Portugal's national news agency Lusa and several Portuguese newspaper websites reported that Chelsea has agreed to pay the ?15 million ($21.5 million) release clause in Villas-Boas's Porto contract.
''We hope to be able to make an announcement regarding the new manager in the next few days,'' Chelsea said in a statement responding to questions about Villas-Boas.
Porto said it has ''received no information that the clause will be activated nor the coach's willingness for it to happen.''
But Porto President Jorge Pinto da Costa said he would be powerless to prevent the 33-year-old Villas-Boas leaving if the price is met to release him from a contract that runs until 2013.

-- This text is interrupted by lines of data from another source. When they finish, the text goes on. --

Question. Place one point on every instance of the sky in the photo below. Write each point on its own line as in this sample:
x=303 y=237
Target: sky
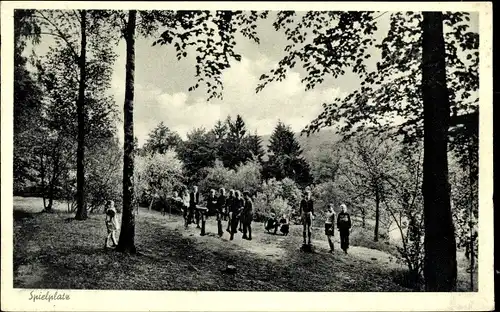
x=162 y=82
x=162 y=85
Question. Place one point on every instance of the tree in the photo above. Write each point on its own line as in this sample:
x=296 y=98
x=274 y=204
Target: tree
x=161 y=139
x=404 y=203
x=371 y=159
x=72 y=30
x=55 y=128
x=235 y=149
x=253 y=142
x=198 y=152
x=27 y=103
x=440 y=268
x=285 y=158
x=340 y=41
x=126 y=242
x=158 y=175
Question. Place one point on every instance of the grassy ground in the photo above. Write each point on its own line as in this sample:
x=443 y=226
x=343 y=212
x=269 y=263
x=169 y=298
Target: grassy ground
x=54 y=251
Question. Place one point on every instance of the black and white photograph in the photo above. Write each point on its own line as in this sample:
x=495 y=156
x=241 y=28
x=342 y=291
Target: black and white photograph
x=224 y=154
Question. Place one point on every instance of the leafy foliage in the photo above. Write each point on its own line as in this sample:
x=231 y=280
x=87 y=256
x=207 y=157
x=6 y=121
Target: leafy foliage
x=210 y=36
x=157 y=175
x=393 y=89
x=197 y=152
x=285 y=158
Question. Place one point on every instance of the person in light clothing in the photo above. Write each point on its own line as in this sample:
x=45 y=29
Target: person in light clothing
x=344 y=226
x=330 y=226
x=111 y=224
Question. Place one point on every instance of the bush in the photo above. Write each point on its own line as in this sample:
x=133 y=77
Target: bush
x=156 y=177
x=103 y=177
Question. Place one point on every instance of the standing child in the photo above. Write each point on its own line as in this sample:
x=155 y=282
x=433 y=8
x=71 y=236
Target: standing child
x=307 y=216
x=229 y=207
x=344 y=226
x=111 y=223
x=185 y=206
x=330 y=226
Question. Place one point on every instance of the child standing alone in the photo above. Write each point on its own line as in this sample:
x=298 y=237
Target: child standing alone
x=330 y=226
x=111 y=223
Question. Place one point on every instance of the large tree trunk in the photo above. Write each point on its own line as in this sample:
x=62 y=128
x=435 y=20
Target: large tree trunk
x=471 y=216
x=81 y=213
x=126 y=242
x=440 y=265
x=377 y=212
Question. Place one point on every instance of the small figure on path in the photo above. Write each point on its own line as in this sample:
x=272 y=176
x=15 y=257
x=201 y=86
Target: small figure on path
x=221 y=207
x=211 y=207
x=194 y=200
x=111 y=223
x=344 y=226
x=247 y=216
x=284 y=225
x=229 y=207
x=330 y=226
x=236 y=209
x=185 y=206
x=272 y=223
x=307 y=216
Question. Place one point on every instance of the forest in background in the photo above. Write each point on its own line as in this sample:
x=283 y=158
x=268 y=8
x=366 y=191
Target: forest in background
x=65 y=144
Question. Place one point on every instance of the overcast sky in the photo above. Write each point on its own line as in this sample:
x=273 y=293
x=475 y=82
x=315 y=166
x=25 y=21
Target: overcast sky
x=162 y=82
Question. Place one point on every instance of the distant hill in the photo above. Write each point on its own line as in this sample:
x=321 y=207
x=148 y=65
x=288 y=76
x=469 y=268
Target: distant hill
x=310 y=145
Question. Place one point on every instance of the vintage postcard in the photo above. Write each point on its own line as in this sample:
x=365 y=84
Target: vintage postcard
x=247 y=156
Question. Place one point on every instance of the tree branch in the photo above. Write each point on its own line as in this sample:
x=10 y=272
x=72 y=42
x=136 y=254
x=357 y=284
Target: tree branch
x=61 y=35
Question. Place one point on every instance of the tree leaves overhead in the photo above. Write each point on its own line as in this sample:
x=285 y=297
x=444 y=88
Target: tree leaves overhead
x=161 y=139
x=58 y=73
x=210 y=37
x=324 y=42
x=393 y=90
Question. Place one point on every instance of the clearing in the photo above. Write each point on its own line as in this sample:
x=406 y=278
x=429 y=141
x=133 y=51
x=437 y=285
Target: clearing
x=55 y=251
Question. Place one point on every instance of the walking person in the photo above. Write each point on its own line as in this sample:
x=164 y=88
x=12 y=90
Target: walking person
x=221 y=207
x=344 y=226
x=330 y=226
x=229 y=206
x=185 y=206
x=236 y=209
x=247 y=216
x=211 y=207
x=194 y=201
x=111 y=224
x=307 y=215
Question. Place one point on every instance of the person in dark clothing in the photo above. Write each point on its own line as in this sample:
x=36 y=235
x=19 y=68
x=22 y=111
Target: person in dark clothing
x=212 y=203
x=236 y=208
x=307 y=215
x=247 y=216
x=210 y=210
x=221 y=207
x=284 y=225
x=229 y=205
x=330 y=226
x=344 y=226
x=272 y=223
x=194 y=200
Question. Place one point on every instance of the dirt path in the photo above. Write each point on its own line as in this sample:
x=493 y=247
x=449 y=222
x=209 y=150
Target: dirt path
x=52 y=251
x=267 y=245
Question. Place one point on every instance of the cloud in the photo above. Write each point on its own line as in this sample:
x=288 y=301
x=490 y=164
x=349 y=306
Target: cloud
x=182 y=112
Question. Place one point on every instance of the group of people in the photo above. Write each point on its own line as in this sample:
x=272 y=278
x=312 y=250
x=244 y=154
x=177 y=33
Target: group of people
x=343 y=222
x=237 y=209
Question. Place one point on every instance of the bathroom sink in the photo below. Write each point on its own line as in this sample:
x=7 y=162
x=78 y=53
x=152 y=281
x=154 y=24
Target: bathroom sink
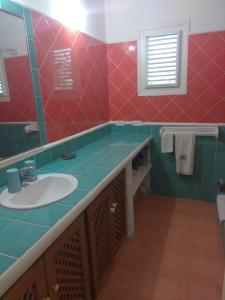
x=47 y=189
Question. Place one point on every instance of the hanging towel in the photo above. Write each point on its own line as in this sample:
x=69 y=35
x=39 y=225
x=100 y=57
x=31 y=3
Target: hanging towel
x=185 y=153
x=166 y=142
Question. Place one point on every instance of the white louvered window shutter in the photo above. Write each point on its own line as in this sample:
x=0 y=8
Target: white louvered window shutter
x=63 y=79
x=162 y=60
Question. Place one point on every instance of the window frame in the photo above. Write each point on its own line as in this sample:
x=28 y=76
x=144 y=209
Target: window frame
x=143 y=89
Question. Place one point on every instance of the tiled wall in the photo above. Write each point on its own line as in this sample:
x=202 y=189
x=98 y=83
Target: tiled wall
x=21 y=107
x=209 y=168
x=56 y=152
x=14 y=140
x=83 y=105
x=205 y=99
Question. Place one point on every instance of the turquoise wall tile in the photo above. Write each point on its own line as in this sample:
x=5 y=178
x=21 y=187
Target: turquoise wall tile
x=43 y=158
x=74 y=198
x=11 y=214
x=28 y=235
x=57 y=151
x=4 y=224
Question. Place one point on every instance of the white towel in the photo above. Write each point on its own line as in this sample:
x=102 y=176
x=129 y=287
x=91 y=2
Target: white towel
x=185 y=153
x=221 y=207
x=166 y=142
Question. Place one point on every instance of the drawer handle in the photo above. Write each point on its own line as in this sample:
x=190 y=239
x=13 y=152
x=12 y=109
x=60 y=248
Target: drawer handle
x=114 y=204
x=56 y=287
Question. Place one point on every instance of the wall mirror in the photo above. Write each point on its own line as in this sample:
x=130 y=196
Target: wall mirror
x=20 y=114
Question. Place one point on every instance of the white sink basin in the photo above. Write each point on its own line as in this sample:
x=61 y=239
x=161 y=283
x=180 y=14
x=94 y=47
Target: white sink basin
x=47 y=189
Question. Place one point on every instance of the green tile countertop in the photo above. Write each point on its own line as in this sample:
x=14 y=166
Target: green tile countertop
x=26 y=234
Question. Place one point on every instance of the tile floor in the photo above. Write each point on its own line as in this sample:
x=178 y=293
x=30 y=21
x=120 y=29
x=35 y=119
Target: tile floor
x=175 y=254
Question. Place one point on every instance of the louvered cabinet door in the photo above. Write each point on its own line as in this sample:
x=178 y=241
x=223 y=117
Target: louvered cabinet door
x=67 y=265
x=118 y=212
x=31 y=286
x=99 y=229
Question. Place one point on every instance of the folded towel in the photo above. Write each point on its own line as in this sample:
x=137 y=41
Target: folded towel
x=185 y=152
x=167 y=142
x=220 y=200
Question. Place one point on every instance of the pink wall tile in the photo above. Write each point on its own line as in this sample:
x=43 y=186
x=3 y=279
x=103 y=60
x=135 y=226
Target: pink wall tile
x=21 y=107
x=205 y=99
x=86 y=103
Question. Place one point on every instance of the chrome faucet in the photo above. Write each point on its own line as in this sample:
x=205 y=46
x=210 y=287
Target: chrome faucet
x=27 y=174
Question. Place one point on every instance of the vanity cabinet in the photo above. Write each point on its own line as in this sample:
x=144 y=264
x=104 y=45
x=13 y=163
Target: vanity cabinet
x=106 y=224
x=67 y=266
x=32 y=285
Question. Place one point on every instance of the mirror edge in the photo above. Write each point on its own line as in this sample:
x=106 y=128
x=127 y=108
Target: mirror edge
x=24 y=13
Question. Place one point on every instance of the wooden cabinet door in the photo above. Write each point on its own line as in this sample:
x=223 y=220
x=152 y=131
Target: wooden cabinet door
x=118 y=212
x=31 y=286
x=99 y=229
x=67 y=265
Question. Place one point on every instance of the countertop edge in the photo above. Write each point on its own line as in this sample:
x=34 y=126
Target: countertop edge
x=17 y=269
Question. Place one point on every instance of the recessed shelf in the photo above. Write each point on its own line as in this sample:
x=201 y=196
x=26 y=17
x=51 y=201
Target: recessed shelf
x=138 y=177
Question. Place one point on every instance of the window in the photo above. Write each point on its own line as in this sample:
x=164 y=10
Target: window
x=4 y=95
x=63 y=77
x=162 y=61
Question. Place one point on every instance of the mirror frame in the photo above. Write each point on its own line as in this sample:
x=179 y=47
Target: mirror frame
x=25 y=14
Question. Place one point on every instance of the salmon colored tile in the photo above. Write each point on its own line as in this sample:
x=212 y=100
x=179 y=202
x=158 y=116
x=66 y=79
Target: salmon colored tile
x=201 y=288
x=175 y=253
x=160 y=286
x=205 y=83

''If someone puts ?15 million into our bank account and he wants to leave, there's nothing we can do about it because that's the contractual undertaking,'' Pinto da Costa told Portugal's Sport TV. ''If that doesn't happen, he won't leave.''
Villas-Boas would be replacing Italian Carlo Ancelotti, who was fired last month after his second season at Chelsea ended without a trophy.
And at 33, the Portuguese is the same age as Chelsea players Frank Lampard and Didier Drogba who he worked with at Stamford Bridge under compatriot Jose Mourinho.
Comparisons with Mourinho were reinforced last month when Villas-Boas emulated his compatriot by winning the same European competition that launched the career of the self-styled ''Special One.''
Villas-Boas became the youngest coach to win a UEFA club competition when Porto's unbeaten season ended with a victory in the Europa League final, eight years after Mourinho won the competition in its UEFA Cup incarnation.
After Mourinho, who now coaches Real Madrid, moved from Porto to Chelsea in 2004 he won back-to-back Premier League titles.
Villas-Boas was a scout for Mourinho at Chelsea and followed him in 2008 to Inter Milan.
Villas-Boas, who speaks fluent English, had also worked with Bobby Robson during the English coach's spell at Porto's Stadium of the Dragon. He coached the British Virgin Isles at just 21.
Porto ended the past season unbeaten in the domestic championship with 27 wins in 30 matches. In Europe, it recorded 14 wins in 17 games, scoring 44 goals with an attacking style of play favored by Villas-Boas.
Porto became only the second Portuguese club to finish a league season unbeaten, after Benfica's 1972-73 team.
''I don't approach football with only a tactical approach - you can achieve success through various means. What I like is to make my players give their most but I give them lots of room to maneuver,'' Villas-Boas said on the eve of the Europa League final. ''I try to promote their talent and feel free to make the right decisions. I'm no dictator.''
Dutch coach Guus Hiddink was also linked with a return to the Blues, where he won the FA Cup as a caretaker manager in 2009.